My second question is (if it makes sense), can we have a finite group in which none of the irreducible representations are faithful?

Thanks.

2. Feb 11, 2012

### morphism

Do you mean to say tensor products here instead of direct products? If so, then the answer to your question is in some sense affirmative. A result due to Molien (sometimes called the Burnside-Molien theorem) says that every irreducible representation of a finite group is contained inside some tensor power $V^{\otimes n}$ of a faithful irreducible representation V.

Yes. For example Z/2Z x Z/2Z doesn't have any. You can spot this by looking at the character table: if the the column corresponding to $\chi$ has $\chi(g)=\chi(1)$ for some $g\neq 1$ then necessarily $g \in \ker \chi$ and $\chi$ isn't faithful.

Thus there are lots of other examples, e.g. any noncyclic abelian group, and more generally any group with noncyclic center.

3. Feb 11, 2012

### rkrsnan

Thank you so much! That was totally what I wanted to know.

PS: Yes, I should have written 'tensor product' instead of 'direct product'.

4. Feb 14, 2012

### morphism

No problem.
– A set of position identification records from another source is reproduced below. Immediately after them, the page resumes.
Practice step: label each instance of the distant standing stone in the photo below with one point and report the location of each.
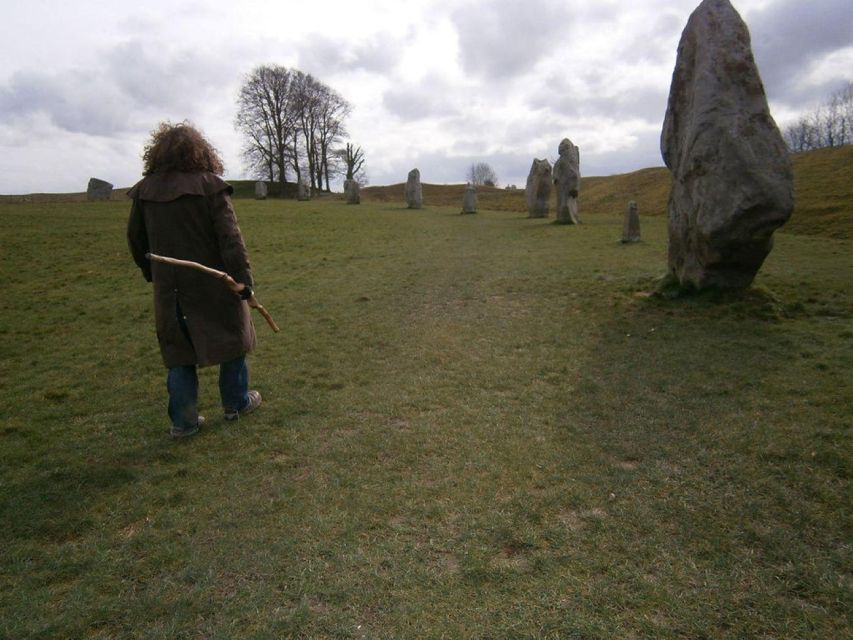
(414, 192)
(567, 178)
(352, 192)
(631, 230)
(469, 200)
(732, 178)
(98, 189)
(538, 189)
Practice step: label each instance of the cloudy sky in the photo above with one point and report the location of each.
(434, 84)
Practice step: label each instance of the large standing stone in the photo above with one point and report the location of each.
(732, 178)
(631, 230)
(567, 178)
(414, 192)
(352, 192)
(538, 189)
(98, 189)
(469, 200)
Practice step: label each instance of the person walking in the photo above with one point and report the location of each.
(182, 208)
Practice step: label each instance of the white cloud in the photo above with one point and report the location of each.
(433, 83)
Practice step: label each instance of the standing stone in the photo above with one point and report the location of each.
(732, 178)
(631, 230)
(538, 190)
(414, 192)
(469, 200)
(567, 178)
(98, 189)
(352, 192)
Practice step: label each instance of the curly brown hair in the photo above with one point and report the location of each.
(180, 147)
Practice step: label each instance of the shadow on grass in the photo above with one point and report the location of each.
(723, 468)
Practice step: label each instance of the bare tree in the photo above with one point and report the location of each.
(829, 125)
(481, 173)
(266, 119)
(290, 122)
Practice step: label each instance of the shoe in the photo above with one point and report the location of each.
(253, 403)
(189, 431)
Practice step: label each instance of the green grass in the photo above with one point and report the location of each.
(823, 189)
(473, 427)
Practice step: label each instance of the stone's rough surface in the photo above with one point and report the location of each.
(538, 189)
(414, 192)
(98, 189)
(567, 178)
(631, 230)
(352, 192)
(469, 200)
(732, 177)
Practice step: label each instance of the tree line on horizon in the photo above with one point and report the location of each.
(292, 125)
(829, 125)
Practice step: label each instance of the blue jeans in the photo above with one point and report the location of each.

By the way, the end of my first paragraph above should of course read "of a faithful representation V" and not "of a faithful irreducible representation V" (as there might not be such a V! ).

5. Feb 15, 2012

### rkrsnan

Yep, understood.
About the cyclic center and having faithful irreducible reps, does this result work if the center is identity? I can find examples of groups in which center is identity; in some cases faithful irreps exist and in some others it doesn't.

6. Feb 15, 2012

### morphism

Yes, you're right - the center being cyclic is a necessary but by no means sufficient condition!